A gangorra da economia
As manchetes de ontem dos grandes jornais brasileiros duraram apenas algumas horas.
Bastaram a abertura das bolsas de valores, com a notícia de que o banco central americano havia cortado os juros em 0,75 ponto percentual, e a avaliação de que os bancos dos Estados Unidos ensaiam uma recuperação, para que o pessimismo do dia anterior virasse pó.
Para o leitor que ensaiou uma compreensão da crise que abala os mercados, já por volta do meio-dia os jornais do dia serviriam para pouco mais do que embrulhar peixe.
O que define como o leitor não especializado vai entender a economia é menos o conjunto de números do que o tom que a imprensa escolhe para apresentá-los.

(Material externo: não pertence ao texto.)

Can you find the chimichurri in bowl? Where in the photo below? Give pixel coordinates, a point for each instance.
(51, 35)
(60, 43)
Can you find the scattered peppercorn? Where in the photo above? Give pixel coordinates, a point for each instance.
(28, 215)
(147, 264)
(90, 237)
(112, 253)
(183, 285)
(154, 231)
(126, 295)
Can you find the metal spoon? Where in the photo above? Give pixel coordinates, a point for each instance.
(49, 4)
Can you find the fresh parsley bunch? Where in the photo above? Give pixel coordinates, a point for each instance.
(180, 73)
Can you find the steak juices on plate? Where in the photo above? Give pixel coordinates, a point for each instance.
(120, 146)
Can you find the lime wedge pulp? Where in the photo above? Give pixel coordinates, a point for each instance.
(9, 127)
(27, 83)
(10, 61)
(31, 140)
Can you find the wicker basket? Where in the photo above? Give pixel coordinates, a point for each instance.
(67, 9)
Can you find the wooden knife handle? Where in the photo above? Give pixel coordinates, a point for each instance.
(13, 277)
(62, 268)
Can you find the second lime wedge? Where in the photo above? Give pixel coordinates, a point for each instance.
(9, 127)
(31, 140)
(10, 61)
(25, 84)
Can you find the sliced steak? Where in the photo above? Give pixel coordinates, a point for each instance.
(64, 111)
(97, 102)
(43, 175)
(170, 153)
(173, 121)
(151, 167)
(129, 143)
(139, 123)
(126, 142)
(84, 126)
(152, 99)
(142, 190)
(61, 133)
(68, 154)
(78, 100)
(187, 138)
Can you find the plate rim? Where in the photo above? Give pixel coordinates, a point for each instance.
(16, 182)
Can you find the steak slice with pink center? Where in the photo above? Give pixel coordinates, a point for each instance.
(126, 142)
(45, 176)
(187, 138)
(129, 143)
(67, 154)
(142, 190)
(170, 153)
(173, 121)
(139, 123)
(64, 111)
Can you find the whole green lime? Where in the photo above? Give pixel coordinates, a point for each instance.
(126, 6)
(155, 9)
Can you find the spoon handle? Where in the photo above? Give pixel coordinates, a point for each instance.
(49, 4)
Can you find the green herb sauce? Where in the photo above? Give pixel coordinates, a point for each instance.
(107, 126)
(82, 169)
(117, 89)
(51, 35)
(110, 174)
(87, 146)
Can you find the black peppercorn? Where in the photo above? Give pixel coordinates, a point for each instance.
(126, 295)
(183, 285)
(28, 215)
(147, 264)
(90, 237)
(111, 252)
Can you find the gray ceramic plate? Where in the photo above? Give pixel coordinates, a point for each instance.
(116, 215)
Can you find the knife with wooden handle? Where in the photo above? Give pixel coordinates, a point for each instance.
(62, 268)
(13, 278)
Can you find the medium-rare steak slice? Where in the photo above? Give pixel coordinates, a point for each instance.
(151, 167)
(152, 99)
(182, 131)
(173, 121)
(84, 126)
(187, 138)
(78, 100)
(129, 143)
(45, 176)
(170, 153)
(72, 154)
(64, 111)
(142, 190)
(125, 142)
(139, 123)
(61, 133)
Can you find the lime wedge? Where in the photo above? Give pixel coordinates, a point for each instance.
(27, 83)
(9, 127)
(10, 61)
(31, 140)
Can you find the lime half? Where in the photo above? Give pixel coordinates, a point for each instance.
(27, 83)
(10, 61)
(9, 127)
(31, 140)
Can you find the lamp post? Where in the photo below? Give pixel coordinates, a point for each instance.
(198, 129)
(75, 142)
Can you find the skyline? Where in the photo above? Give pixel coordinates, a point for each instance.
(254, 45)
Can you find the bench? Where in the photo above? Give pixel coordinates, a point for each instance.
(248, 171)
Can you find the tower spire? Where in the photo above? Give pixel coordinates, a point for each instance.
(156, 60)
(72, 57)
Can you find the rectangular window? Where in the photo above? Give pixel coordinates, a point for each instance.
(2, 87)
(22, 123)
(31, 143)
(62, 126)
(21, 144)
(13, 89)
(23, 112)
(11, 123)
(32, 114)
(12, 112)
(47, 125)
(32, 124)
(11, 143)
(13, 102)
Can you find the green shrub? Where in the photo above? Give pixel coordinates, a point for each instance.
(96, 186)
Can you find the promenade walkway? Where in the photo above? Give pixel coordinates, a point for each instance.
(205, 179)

Observe o leitor o seguinte exemplo: durante a crise do início da semana, quando foi noticiada a venda do banco Bear Sterns por apenas 10% do seu valor de mercado, o Globo explicava que o Sterns era ‘o quinto maior banco de investimentos dos Estados Unidos’.
Essa informação ajuda a aumentar as preocupações.
Enquanto isso, outros veículos da imprensa, como o portal Exame, que é acessado por muitos jornalistas de economia, diziam que o Bear Sterns era ‘o menor entre os cinco maiores bancos independentes de investimentos dos Estados Unidos’.
Esse é o tipo da informação que ajuda a relativizar a notícia.
Hoje, o anúncio do corte de juros pelo banco central americano e as primeiras avaliações indicando alguma recuperação dos bancos dos Estados Unidos provocam o efeito contrário: a imprensa celebra a recuperação das bolsas em todo o mundo.
E junto com o otimismo vêm as explicações sobre a interpretação catastrófica dada à venda do banco Bear Sterns: o mercado teria reagido negativamente, com medo de uma quebradeira geral no sistema financeiro norte-americano.
Nas suas edições de hoje, os jornais explicam que a intervenção do banco central americano, facilitando a venda do Bear Sterns por um preço irrrisório, foi um sinal positivo de que as autoridades monetárias vão continuar apoiando o sistema financeiro para evitar o pior.
Nenhum jornal brasileiro apostou numa reportagem sobre o problema central, ou seja, a insustentabilidade de um sistema de apostas no qual os jogadores acham que vão ganhar tudo o tempo todo.
A atual crise mundial é pior do que a crise da Malásia, dez anos atrás, conforme lembra o presidente Lula, citado hoje em todos os jornais.
Apresenta características diferentes e tem seu epicentro na matriz do capitalismo global.
Mas pode ser resumida numa palavra: descrédito.
Evitando o ponto central
Os jornais brasileiros precisam explicar por que o sistema financeiro mundial perdeu a confiança dos investidores.
Não basta lembrar que os bancos americanos foram longe demais na concessão de créditos para negócios imobiliários.
Esse é apenas um aspecto do jogo, de qualquer jogo: quem tem a chance de ganhar mais, sempre arrisca mais.
O que a imprensa anda evitando é a discussão sobre a natureza do sistema.
Construída sobre o consenso de que o mercado é racional e auto-suficiente, a imprensa se nega a rever esse dogma, mesmo diante dos sinais inequívocos de irracionalidade.
Outra coisa que a imprensa ainda não explicou é a surpreendente imunidade da economia brasileira aos efeitos da crise mundial.
Além disso, falta esclarecer porque, aparentemente, essa proteção se estente a outros países da América do Sul com os quais o Brasil tem relações intensas de negócios.
Hoje, o Globo informa que alguns dos grandes bancos brasileiros já valem mais do que alguns gigantes do sistema financeiro norte-americano.
Se um jornal houvesse publicado, alguns anos atrás, que um banco brasileiro como o Bradesco ou o Itaú poderia comprar o banco Morgan Stanley, pouca gente iria acreditar.
Hoje que essa notícia está na imprensa, não basta noticiar.
É preciso contar como isso se tornou possível.
Os fatos aparentemente inexplicáveis, ou pelo menos surpreendentes da economia, têm um fundamento razoável, mas a imprensa se nega a se aprofundar nessas causas.
Talvez porque, lá adiante, todos saibam que a matriz da crise é o próprio sistema.
O sistema não é sustentável. Apóia-se na exploração irracional do patrimônio natural, sem atentar para as conseqüências futuras desse desastre.
O que se pode constatar ainda agora, é que, quando entra em crise, precisa da intervenção do Estado para não se desmanchar.
Seu principal produto não é a riqueza de alguns, mas a pobreza de muitos e sua racionalidade é uma ficção que os jornais ajudam a manter.